K-means Clustering and it’s use in Security

6 min readJul 19, 2021

Often we are in situations where we’re trying to group things into a certain source or type to make understanding it much easier. This could be aggregating different shades of colors to a primary shade, arranging clothes into their correct collections, or in a business standpoint — arranging customers into certain clusters based on their interests and habits.

What are clusters in ML ?

A cluster can be broadly defined as a group or collection of items. In the world of Data Science and Machine Learning these grouped items which are similar to each other, can be used to classify items. The method of identifying similar groups of data in a dataset is called clustering.

There are three types of machine learning,

Supervised Learning — algorithm is trained using labeled data.
Unsupervised Learning — algorithm makes use of unlabeled data.
Reinforcement Learning — algorithm that improves upon itself and learns from new situations using a trial-and-error method.

In real-world use cases, many unsupervised learning problems are solved using the clustering technique.

Clustering is a technique which groups unlabeled data based on their similarities or differences. Clustering algorithms are used to process raw, unclassified data objects into groups represented by structures or patterns in the information.

K-means Clustering

One of the simplest and popular unsupervised ML algorithms, the objective of k-means is to group similar data points together and discover underlying patterns. To achieve this objective, k-means looks for a fixed number (k) of clusters in a dataset.

The k-means algorithm identifies k number of centroids (geometric center of a plane figure) and then allocates every data point in the nearest cluster, while keeping the centroids as small as possible.

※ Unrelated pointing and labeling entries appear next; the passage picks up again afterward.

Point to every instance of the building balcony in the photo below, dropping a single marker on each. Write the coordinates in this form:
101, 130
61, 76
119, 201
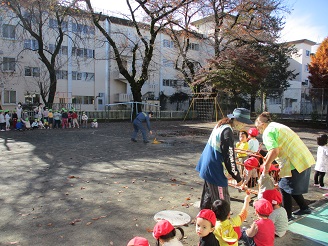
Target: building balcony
121, 97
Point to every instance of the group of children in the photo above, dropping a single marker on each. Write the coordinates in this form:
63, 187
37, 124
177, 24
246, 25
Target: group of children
48, 119
216, 226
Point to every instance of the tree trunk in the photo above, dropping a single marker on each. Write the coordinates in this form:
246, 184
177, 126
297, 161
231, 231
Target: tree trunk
52, 88
253, 103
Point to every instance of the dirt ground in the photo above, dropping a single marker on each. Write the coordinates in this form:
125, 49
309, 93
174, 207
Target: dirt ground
96, 187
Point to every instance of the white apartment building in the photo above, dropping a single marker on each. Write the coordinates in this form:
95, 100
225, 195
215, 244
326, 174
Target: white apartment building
293, 99
87, 74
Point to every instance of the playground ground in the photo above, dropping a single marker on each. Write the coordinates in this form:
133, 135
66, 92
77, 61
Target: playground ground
96, 187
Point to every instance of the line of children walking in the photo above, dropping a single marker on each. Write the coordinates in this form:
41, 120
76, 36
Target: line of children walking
48, 119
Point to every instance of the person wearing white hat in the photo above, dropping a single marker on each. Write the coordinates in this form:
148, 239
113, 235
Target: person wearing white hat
218, 155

The means in K-means refers to the averaging of the data which are basically the centroids. The algorithm starts with a first group of randomly selected centroids, which are considered the beginning points for every cluster, and then performs iterative calculations to get the updated positions in an optimized manner. The creations and optimization stops when either:

The centroids have stabilized — there is no change in their values because the clustering has been successful
The defined number of iterations have been achieved

K-means in Security

Being able to classify data records into groups according to their features attributes, or similarities makes this significant in many fields related to data analysis, such as pattern recognition, image processing, information retrieval, geography, and marketing. Also considering that this is the information era, it has been a challenge on storage as well as performing computation on such massive data. This has all been dealt with by the wave of advancements in Cloud technology.

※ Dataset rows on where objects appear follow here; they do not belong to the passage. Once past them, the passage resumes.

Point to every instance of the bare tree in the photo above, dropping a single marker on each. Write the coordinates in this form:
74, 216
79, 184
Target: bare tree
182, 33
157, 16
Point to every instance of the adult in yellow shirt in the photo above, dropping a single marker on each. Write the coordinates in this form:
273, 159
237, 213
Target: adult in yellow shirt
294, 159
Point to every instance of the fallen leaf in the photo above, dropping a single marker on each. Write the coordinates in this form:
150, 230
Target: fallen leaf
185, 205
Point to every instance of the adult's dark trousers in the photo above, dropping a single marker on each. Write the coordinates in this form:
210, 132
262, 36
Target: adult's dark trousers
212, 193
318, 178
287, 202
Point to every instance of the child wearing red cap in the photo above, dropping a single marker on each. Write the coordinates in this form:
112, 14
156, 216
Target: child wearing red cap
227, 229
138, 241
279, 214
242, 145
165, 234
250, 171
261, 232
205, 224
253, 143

With the migration from on-premises to cloud, the need for security upgrades has become even more apparent. Preserving data privacy during out-sourced analysis is something that has been developing improvement but seemingly short of perfection through the various iterations of protocols and algorithms implemented. This holds specially true when it comes to performing clustering techniques. Due to sheer volume of inputs that are often involved in data mining problems or ML, generic multiparty computation (MPC) protocols become infeasible in terms of communication cost. This has led to constructions of function-specific multiparty protocols that attempt to handle a specific functionality in an efficient manner, while still providing privacy to the parties.

Secure two-party k-means Clustering

The solution to the above problem was proposed by Paul Bunn and Rafail Ostroversky in their research paper in which they designed a protocol that takes as a template the single-database protocol, and extends it to the two-party setting. They utilized numerous sub-protocols which themselves preserve privacy against an honest-but-curious adversary. They also utilize standard cryptographic tools to maintain privacy in the two-party k-means clustering algorithm.

Use in Intrusion Detection Systems

Intrusion Detection Systems are mainly used to distinguish normal behavior and abnormal behavior and then make corresponding measures. The application of unsupervised clustering algorithms in the field of abnormal detection can improve detection efficiency of an IDS and makes the practical application value higher. k-means can serve to be the most commonly used and most practical way of implementation.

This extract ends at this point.